You'd be hard-pressed to find a Pittsburgh Steelers fan who doesn't love Cameron Heyward. The veteran defensive leader and perennial team captain embodies what it means to wear the black and gold on a weekly basis, and after completing his 13th NFL season, he's still by far the most tenured player on the team.
However, all good things must come to an end at one point or another, and that time is rapidly approaching with Heyward. Recently, on an episode of his Not Just Football Podcast, Heyward expressed that he loves playing football and that he has no plans to retire.
Heyward also was blunt with his response about potentially taking a pay cut. Simply put, it's not happening.
Now the Pittsburgh Steelers find themselves in a bit of a dilemma. It's well established that this franchise has a tendency to be loyal to a fault. Can they afford to be when it comes to Cam Heyward's contract?
Cameron Heyward contract details
Let's get down to brass tax. Cameron Heyward is entering the final season of the four-year, $65.6 million contract he signed during the 2020 offseason. This contract comes with an average annual salary of $16.4 million, but as they often do, the Steelers chose to backload this deal --giving them more salary cap space to work with from 2020 to 2022.
Now we are about the feel the effects of this decision. In the final year of his deal, Heyward has a cap number of $22,406,250, per Over the Cap. The most updated figure has Pittsburgh at over $15 million in the salary cap hole (and negative $18.8 million in effective cap space).
There are ways to climb back out of this. The Steelers are sure to make some easy decisions to save significant cap space by cutting players like Allen Robinson II and Mitch Trubisky. But these moves will barely get their head above water and more will be needed if they want to make a splash in free agency.
Steelers must consider cutting Cameron Heyward
These are the business decisions that nobody ever wants to think about and that front offices hate making. It's not hard to understand why. Heyward has clearly been one of the best players to sport a Pittsburgh Steelers uniform over the past decade-plus. Now comes the question: should the team risk hurting relationships or do what's best for their future?

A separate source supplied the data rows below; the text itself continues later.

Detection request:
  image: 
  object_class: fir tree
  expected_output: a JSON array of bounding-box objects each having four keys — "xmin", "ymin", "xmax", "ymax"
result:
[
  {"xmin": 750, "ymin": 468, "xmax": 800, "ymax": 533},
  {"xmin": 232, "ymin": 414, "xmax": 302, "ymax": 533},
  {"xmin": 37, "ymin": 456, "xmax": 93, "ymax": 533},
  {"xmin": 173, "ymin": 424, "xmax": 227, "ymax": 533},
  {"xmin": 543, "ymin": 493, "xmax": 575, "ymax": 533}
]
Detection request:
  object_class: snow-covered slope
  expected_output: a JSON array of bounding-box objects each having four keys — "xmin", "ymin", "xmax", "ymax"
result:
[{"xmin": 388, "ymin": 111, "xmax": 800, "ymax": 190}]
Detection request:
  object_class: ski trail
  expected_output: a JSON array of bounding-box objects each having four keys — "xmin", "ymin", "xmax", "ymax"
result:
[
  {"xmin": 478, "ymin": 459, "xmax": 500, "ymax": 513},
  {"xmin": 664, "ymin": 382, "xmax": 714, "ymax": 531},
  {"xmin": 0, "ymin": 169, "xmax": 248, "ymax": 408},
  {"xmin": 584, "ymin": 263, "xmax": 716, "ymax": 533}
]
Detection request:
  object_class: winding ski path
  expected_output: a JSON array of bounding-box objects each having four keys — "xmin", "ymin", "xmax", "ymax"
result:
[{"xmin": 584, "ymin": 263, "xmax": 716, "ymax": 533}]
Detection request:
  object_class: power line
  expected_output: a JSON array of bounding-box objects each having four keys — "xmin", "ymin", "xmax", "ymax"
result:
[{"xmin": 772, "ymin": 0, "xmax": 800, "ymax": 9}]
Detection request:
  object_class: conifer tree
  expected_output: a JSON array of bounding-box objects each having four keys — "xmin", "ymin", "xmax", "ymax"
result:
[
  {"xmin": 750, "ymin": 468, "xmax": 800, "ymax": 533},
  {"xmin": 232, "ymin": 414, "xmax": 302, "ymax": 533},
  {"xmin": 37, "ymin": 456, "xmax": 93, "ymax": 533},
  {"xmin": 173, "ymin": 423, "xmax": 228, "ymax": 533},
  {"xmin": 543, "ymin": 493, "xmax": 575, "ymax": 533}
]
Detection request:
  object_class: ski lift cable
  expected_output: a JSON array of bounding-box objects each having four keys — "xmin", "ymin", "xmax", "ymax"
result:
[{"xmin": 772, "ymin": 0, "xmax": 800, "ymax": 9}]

Heyward is still a respectable football player, but wear and tear and age are quickly catching up with him. In 2023, the Steelers didn't get a fraction of their money's worth as Heyward spent half the season on IR with a groin injury, and he was a good (but not great) player once he returned for the second half of the year.
Now Heyward turns 35 years old this offseason as he gets set to enter his 14th year in the NFL, and fans have a right to question if the play we can expect warrants such a large contract. If the Pittsburgh Steelers were to cut him, they would instantly save $16 million in cap space -- enough to get them out of the hole in one fell swoop.
With the other roster decisions they make, they could give themselves enough cap space in free agency to go after a high-profile player or two --one who is much younger than Heyward with more left in the tank.
What will the Steelers do with Cameron Heyward's contract?
I completely understand if you would oppose the decision to cut a player like Cameron Heyward. The Steelers will agree with you, and this would go against both their character and trends we have seen in the past when it comes to legendary veterans on this team.
The Steelers care more than any other team about having their best players retire with them, and they don't want to see a player like Heyward suit up for anyone else. Because Cam is not willing to take a pay cut, the most likely solution for Pittsburgh is to extend his contract and tacking on a few voidable years. This will allow them to lower his substantial $22 million cap number for the 2024 season.
As you can imagine, there are consequences of doing this. The Steelers would feel the effects of this eventually after kicking the can further down the road. If Pittsburgh elects to go their route, they could be forced to eat dead money over the next several seasons -- even after Heyward retires.
This is tomorrow's problem, but when we look back on it, we are going to wish the team had extra money to work with in future free agency periods. Still, this is very likely to be the option that the Pittsburgh Steelers will go with. I'd be shocked to see them cut Hewyard.
There's no easy answer when it comes to situations like this. You can either do what's best for your team in the present or do what's best for your team in the future; there's no in-between. We know team president Art Rooney II and the philosophy of the organization very well by now. They want to win, and they believe that Cameron Heyward is a key part of the puzzle. They will do everything in their power to make sure they are competitive and successful in 2024.